Applying A Time And Attendance Lesson Learned
A Canadian VAR implemented an electronic time and attendance system to save a company from substantial losses in payroll errors.
Business Solutions, March 1998
The VAR Steps In
Davidson's problem was solved when Bill Allen of International Data Technologies Corporation (IDT) made a sales call and offered a computerized solution to Davidson's time and attendance problem. Allen is vice president of marketing and sales for IDT, a Toronto-based VAR with 15 employees and annual gross sales of $2 million. Allen tied a Control Module Inc. (CMI) Model 1690 computerized time clock into a personal computer, so that manual data input could be eliminated. As a result of Allen's solution, the time and attendance problem was brought under control and the payroll staff was reduced from three to one part-time person.
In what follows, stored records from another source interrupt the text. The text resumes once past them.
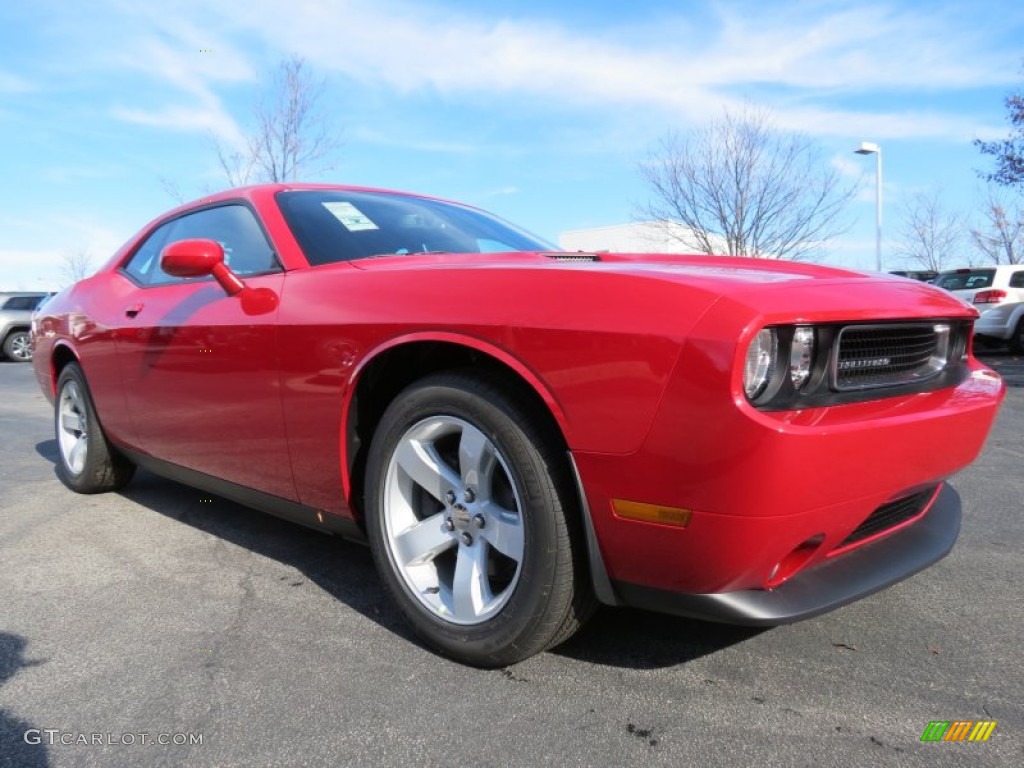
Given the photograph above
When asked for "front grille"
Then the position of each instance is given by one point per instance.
(868, 356)
(890, 515)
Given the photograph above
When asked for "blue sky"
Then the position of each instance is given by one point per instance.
(537, 111)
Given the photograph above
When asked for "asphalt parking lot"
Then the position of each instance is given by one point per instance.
(162, 611)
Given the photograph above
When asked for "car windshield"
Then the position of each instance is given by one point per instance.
(966, 280)
(339, 225)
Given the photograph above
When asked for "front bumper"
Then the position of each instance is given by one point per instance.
(832, 584)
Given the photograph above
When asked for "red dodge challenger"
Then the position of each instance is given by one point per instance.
(521, 433)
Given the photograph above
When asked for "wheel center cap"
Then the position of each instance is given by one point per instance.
(461, 517)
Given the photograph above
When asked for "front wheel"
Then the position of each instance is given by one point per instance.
(469, 514)
(86, 462)
(17, 346)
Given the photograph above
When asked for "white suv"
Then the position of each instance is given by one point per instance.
(996, 292)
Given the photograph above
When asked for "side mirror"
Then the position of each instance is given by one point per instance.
(197, 258)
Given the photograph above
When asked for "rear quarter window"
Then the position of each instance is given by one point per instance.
(966, 280)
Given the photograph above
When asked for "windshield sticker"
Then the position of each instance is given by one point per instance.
(350, 217)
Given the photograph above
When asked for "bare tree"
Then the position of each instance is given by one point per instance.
(76, 265)
(932, 237)
(740, 184)
(1000, 238)
(291, 137)
(1009, 153)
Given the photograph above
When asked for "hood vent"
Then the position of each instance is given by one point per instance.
(579, 256)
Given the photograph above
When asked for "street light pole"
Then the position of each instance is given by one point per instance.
(869, 147)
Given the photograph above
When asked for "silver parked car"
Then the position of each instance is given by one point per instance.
(15, 320)
(996, 292)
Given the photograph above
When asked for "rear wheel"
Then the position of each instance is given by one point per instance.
(1017, 340)
(17, 346)
(469, 518)
(86, 463)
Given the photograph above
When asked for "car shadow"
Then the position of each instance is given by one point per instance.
(24, 743)
(614, 637)
(643, 640)
(1005, 363)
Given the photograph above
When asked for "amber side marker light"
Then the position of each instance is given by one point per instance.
(651, 513)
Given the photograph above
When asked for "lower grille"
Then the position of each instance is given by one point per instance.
(890, 515)
(868, 356)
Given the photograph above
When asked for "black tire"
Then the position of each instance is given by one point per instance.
(86, 461)
(537, 601)
(1017, 340)
(17, 347)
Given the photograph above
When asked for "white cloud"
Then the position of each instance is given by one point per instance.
(13, 83)
(801, 49)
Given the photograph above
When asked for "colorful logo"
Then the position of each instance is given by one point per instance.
(958, 730)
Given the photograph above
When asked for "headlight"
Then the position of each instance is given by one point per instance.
(760, 363)
(801, 355)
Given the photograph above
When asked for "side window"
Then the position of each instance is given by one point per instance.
(144, 262)
(23, 302)
(235, 226)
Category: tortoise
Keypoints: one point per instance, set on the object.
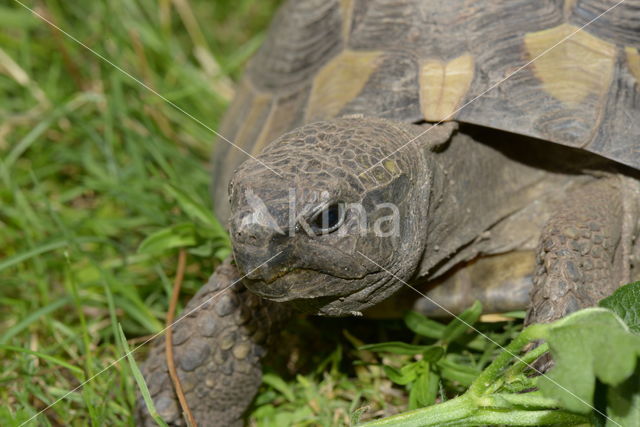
(493, 147)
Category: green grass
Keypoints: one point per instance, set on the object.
(86, 159)
(92, 164)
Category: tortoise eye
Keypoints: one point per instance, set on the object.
(328, 220)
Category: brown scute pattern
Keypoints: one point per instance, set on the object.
(344, 148)
(301, 44)
(620, 25)
(398, 76)
(303, 36)
(217, 352)
(577, 252)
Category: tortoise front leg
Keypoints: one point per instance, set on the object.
(584, 251)
(217, 354)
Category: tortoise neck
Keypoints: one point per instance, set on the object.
(474, 186)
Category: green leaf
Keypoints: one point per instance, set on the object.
(587, 344)
(462, 323)
(426, 389)
(396, 347)
(624, 402)
(399, 377)
(625, 302)
(195, 209)
(175, 236)
(456, 372)
(422, 325)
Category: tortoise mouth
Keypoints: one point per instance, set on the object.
(304, 284)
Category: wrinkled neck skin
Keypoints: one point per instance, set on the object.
(447, 192)
(478, 190)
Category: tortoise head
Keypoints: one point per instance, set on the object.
(331, 220)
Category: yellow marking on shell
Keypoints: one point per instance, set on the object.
(574, 69)
(261, 141)
(391, 166)
(339, 82)
(633, 59)
(444, 85)
(346, 10)
(568, 7)
(495, 317)
(247, 137)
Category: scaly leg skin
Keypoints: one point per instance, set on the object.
(217, 354)
(584, 252)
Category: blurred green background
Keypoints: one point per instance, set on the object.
(101, 181)
(92, 163)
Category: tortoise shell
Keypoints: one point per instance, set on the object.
(565, 71)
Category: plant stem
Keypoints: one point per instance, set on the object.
(492, 372)
(452, 410)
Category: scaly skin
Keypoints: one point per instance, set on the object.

The Problem Encountered Again - And Fixed Again
When Davidson began working for Amphenol Canada Corporation, he encountered the same problem. Amphenol Canada is the Canadian subsidiary of Amphenol Corporation, a 6,000-person company based in Wallingford, CT, that has gross annual sales in the neighborhood of $900 million. The company manufactures electronic connectors and cable, such as cable for cable television. The Canadian subsidiary manufactures filtered connectors designed to prevent electronic "noise" from getting into, or out of lines, which is very important for the computer, telephone, and avionics industries.
At the time, Amphenol Canada Corporation had 130 employees, four of whom were in payroll, and - unfortunately - an old-fashioned time clock, which required that the payroll clerks manually enter payroll data from the time cards. The company recognized that it had a major problem; the error rate in payroll was estimated to be close to 1%. Davidson was called upon to solve the problem. Because of his previous experience, he knew exactly who to contact. He called Bill Allen and explained the situation.
Allen realized that there were really two problems that needed to be solved. One involved the error factor and the other was the time spent by the four payroll people in tabulating the payroll. To solve both at once, Allen put together a time and attendance package. He started with CMI's Series 2000 Savetime terminal tied into Amphenol's existing PCs.
The software was written jointly by Allen's company, International Data Technologies, and Northern Computers, a time & attendance software vendor (Milwaukee, WI).
Amphenol Canada Corporation is pleased with the outcome. The payroll error rate has been reduced to virtually zero and the number of payroll personnel has been reduced from four to one part-time person. Since the system was installed, the number of personnel at Amphenol Canada has literally doubled, to 260, but no increase in payroll staff was required.